Walk down to the beach and the gathering of limpets and periwinkles off the rocks, which are good to eat, but better collect some drift wood, making a fire and eat a sumptious meal.

Now take the car to your local supermarket via the petrol station. Gather your food from the shelves, queue and pay at the check-out. Drive home and cook it.

What exactly is the difference? If you look carefully, not a lot. The supermarket won't let you take the food off the shelves, and the petrol station and gas company won't let you just take the fuel without exchanging actually precious metal (or its legally precious equivalent, money). Nature oddly will?

The argument is that the companies own the products and agree to exchange them at a price. To qualify for that exchange process we need to get some money and we have to do some "paid" work. The argument being that the products that the companies sell belongs to them because they have done some work, and we must do some work also.

But as the beach scenario shows this isn't true. There is little more work to collecting food from the beech than going to the shops and collecting it off the shelves, but the former is considered sufficient to demark ownership while the latter is insufficiant.

Nature it has always seemed to me get short changed every time. This is the real error in Mankinds thinking; past, present and probably future. Really Nature owns everything, or as the religions say, the fruits of our labours belong to God.

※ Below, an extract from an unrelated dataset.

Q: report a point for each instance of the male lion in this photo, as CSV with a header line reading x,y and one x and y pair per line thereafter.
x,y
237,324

Once it can be shown that the qualifications for ownership are very unclear then a whole can of worms erupts, most famously the ownership of the extra productivity arising from machine labour and economy of scale. In Capitalist systems the machine owner inherits the machines productivity. Which is expanded to: the investors in a company own the companies productivity. But really this is absurd and more tradition than reason.

The tradition at work here I suspect is the one of ruling class. We accept a ruling class and they have evolved over the ages into the class which owns the industry. They don't really own it, but we accept this hegemony because it fits the pattern we are used to of a ruling class.

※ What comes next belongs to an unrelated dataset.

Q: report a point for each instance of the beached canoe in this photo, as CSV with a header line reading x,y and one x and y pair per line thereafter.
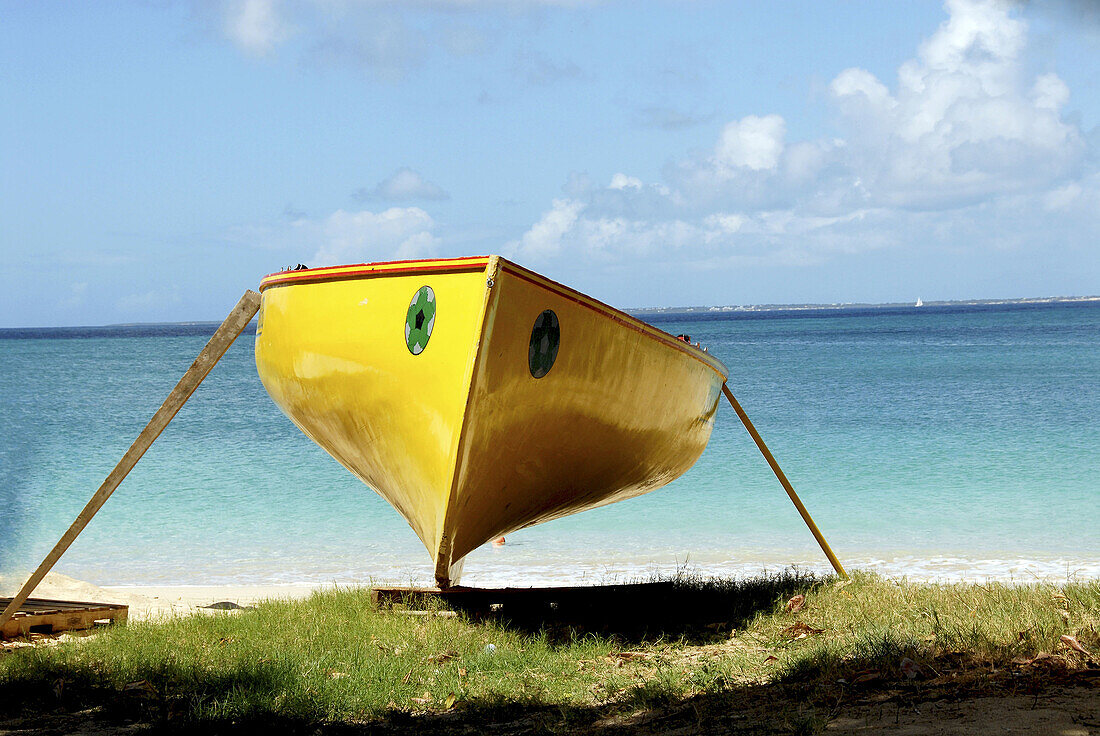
x,y
479,397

It is absurd that the sculpters and builders who built St Pauls cathedral in London are all subsumed by the name of Sir Christopher Wren whose own hands would have been too unskilled to do most of the work. The building - actually regarded as poor in archetectural circles - is the result of the English craft system of the 1700s, traditions going back centuries and having evolved over even longer. C. Wren on the other hand is a figure head from the ruling classes and we accept this, it is part of the tradition.

It is absurd to me that the cleaner who makes the foyer of a grand building look grand is considered "lower" than the owners of that building. Without the cleaner it won't look grand for very long, so really the cleaner is the grand one. The cleaner it is true wouldn't be able to be grand without the big house to clean, and the owners of the big house wouldn't be able to be grand without an army of servants and supporters of their lifestyle - they are inter-dependent and this is a dialectic. In this sense to the wise they are profoundly equal, but many people who think themselves Aryan (noble) are not really Aryan because they are not wise and do not see this. This is where society is collapsing and entering a darkness.

I'm signing off now for a return to the non-electronic world.